Headbands :: How To Work Them Into An Obsession

Headbands: How To Work Them by Jane Greenfield & Jenny Hille (1990, Oak Knoll Books)

The book Headbands: How To Work Them by Jane Greenfield and Jenny Hille (Oak Knoll Books 1990) was waiting for me at our post box yesterday. What a yummy, nerdy bookbinder’s book! Seriously, you can keep your “craft porn” books full of pretty colored pictures and the stylist’s arrangements of flowers and ceramic bunnies: My favorite craft books are dull-looking things with black and white pages, unimaginative covers, plain, practical, often cheaply printed…but the pages are packed with techniques, tricks, diagrams, long paragraphs of erudition—the sort of information that a devoted craftsperson can sink her teeth into and take sustenance from!

Books by Keith Smith, for example, Aldren Watson’s beautiful pencil-drawn instructions, or Manly Bannister’s utilitarian textbook…my copies of these books are dog-eared and dirty from years of use…I go back, again and again, to these masters of the fundamental lessons.

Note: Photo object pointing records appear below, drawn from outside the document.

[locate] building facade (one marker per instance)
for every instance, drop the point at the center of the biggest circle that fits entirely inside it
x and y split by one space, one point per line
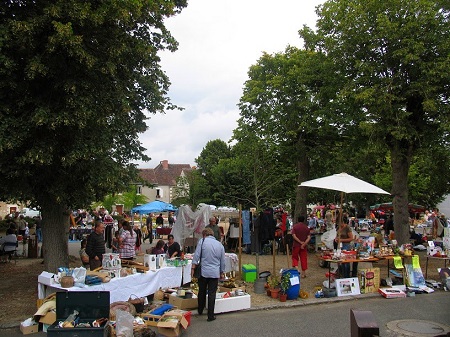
163 179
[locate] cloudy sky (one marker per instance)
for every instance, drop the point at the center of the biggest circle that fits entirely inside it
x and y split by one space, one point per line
218 42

And now I can add Headbands…  to that short list of precious bookbinding books! It’s full of delightfully clear drawings and instructions on how to work 14 different headbands. I really bought it to learn the coptic headband, but fell in love with all the others, and I can’t wait to try each one out!

What is a headband? It is possible to make books without headbands, and yet a headband, if it has been stitched on, is a functional part of the book, providing strength to the binding, pulling the signatures at head and foot together, protecting the edges of the signatures or gatherings when the book is slid in and out of a bookshelf. Faux headbands have been available for a long time…but these are glued on to the spine of a bound book, and are purely ornamental.

The headbands pictured here are examples of the most basic headbanding technique (headband with a bead on the edge), and while I did learn to make them from my new book today, I have had the instructions for the very same headbands in a few of my older books…I just never bothered to read them! Instead, cocky and impatient, I made up my own way of doing headbands, and I thought they were pretty slick, until I learned the proper way. *Um, so, yeah, rock and roll (and rue)…*

Today’s headbands, I happily concede, came out so much prettier, and they are neater, too.

And, suddenly, I want to put a headband on everything in sight…I can’t get enough of stitching them, and I have run out of bound text blocks to put them on!

Last night I had visions of stitching a headband that continued onto the covers of a book, and went all the way around, becoming a sort of ‘piped edging’. And that got me thinking about edging quilts this way. Help! I think I’m possessed.

I loved using the variegated threads to make these, and unusual color combinations. I have used a bit of silk thread, but mostly I used whatever I felt like using…some Klippans Lingarn linen threads, some DMC Perle No. 5, some crochet yarns. I love traditional techniques, yes, but I don’t believe in slavishly recreating things from the 15th century: I’m not interested in making replicas—that’s not very inventive or creative, and I like to experiment with things, and to use what I have on hand, and I don’t like being told that in order to make something I have to first buy “a traditional such-and-such from some Snooty & Sons, est. 1708, purveyor to H.M.”!